Non, il n’y a pas une volonté de l’Etat de minimiser les données, mais la méthodologie utilisée ne peut refléter la réalité. Sur le plan suisse, c’est l’Office fédéral de la statistique qui impose la méthode de calcul et détermine le taux de logements vacants. Tous les cantons n’ont pas la même manière de recueillir les calculs. Le taux de logements vacants se détermine actuellement par rapport à l’ensemble du parc de logements, y compris ceux occupés par leur propre propriétaire, ceux mis à la vente, etc.
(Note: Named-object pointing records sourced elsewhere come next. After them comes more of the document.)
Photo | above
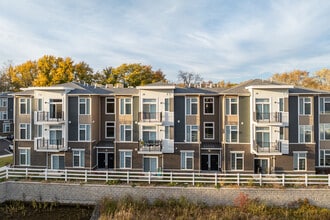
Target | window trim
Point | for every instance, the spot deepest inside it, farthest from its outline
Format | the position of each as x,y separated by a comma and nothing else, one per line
125,156
204,106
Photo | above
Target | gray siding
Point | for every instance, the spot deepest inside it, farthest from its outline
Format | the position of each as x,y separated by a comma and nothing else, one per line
244,119
179,114
293,119
73,117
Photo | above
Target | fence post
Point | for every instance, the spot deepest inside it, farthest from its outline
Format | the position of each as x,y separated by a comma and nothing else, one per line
216,179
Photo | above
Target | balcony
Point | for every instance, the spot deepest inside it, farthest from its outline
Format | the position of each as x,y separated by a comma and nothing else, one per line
271,117
150,116
41,116
150,147
267,147
48,145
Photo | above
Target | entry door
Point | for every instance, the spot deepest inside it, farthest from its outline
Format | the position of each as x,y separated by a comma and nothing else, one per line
57,162
150,164
261,166
101,160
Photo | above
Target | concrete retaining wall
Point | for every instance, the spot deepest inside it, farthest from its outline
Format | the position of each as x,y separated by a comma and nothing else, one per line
90,194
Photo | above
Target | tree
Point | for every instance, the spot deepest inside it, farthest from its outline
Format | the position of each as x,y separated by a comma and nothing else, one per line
134,74
189,78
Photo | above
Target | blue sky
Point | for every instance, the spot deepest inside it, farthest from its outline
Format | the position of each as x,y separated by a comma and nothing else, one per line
221,40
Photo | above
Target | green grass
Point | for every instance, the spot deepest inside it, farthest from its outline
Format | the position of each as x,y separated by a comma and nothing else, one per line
6,160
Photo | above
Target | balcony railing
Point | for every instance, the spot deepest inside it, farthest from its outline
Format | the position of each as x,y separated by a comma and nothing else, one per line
150,146
41,116
271,117
267,147
150,116
44,144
Pourquoi ces différences sont-elles si importantes?

Ces chiffres sont très importants. Ils vont déterminer si nous nous trouvons ou pas en situation de pénurie de logements, ce qui a de nombreuses conséquences. Par exemple, en cas de pénurie de logements, le droit du bail permet la contestation du loyer initial. Il impose l’usage d’une formule officielle lors de la signature du contrat de bail et en matière de loi sur la préservation et la promotion du parc locatif vaudois, le propriétaire qui effectue des travaux doit demander l’autorisation du service du logement, auquel cas le loyer peut être contrôlé pendant plusieurs années.

A partir de quel pourcentage, y a-t-il pénurie?

Pour l’Etat de Vaud il y a pénurie de logements lorsque le taux de logements vacants est inférieur à 1.5%. Autrement dit, il est d’usage de considérer le marché comme équilibré lorsqu’il affiche un taux de vacance de 1,5%, ce qui n’est plus le cas depuis 1999 selon lui. Ce dernier note également que ce taux ne cesse de varier depuis 2009 et que seuls trois des dix districts vaudois affichent un taux supérieur à 1,5%: Aigle, la Broye-Vully et le Jura-Nord vaudois. Le seuil de 1,5% par district est un seuil clé, mais le canton devrait effectuer une extrapolation des chiffres absolus remis par les communes. Nos chiffres traduisent un marché de l’immobilier légèrement plus détendu que l’alarmisme annoncé par l’Etat. Cette détente du marché immobilier démontre qu’il s’autorégule et que des interventions étatiques ne sont pas nécessaires.

Quelles conséquences en tirer?

Avec un marché qui se détend, la pression sur les prix s’inscrit globalement à la baisse pour la location, mais cela dépendra du lieu et du type d’objet. Le marché n’a pas besoin d’intervention étatique. Par exemple, la commune de Lausanne a fait usage de son droit de préemption pour créer des logements d’utilité publique, elle l’a exercé pour six immeubles. Mais est-ce que c’est à l’autorité de jouer le rôle de promoteur? Nous ne le pensons pas. Les projets de construction mettent souvent plusieurs années à se réaliser, alors que le marché et les besoins de la population peuvent changer. On l’a vu avec le télétravail. Les intérêts négatifs ont aussi pour conséquence que les placements immobiliers sont encore plus attractifs. Il peut y avoir un décalage dans le temps. A Lausanne, où le taux de logements vacants est bas, il n’est pas facile de construire des logements. Outre les oppositions du voisinage, celle de la commune ne rend pas la vie facile aux investisseurs privés. Il faudrait pourtant construire davantage afin de lutter contre la pénurie de logements et que les autorités publiques y mettent du leur. Il ne faut pas subventionner la construction de logements, mais la faciliter. Cela donne aussi du travail aux entreprises de construction.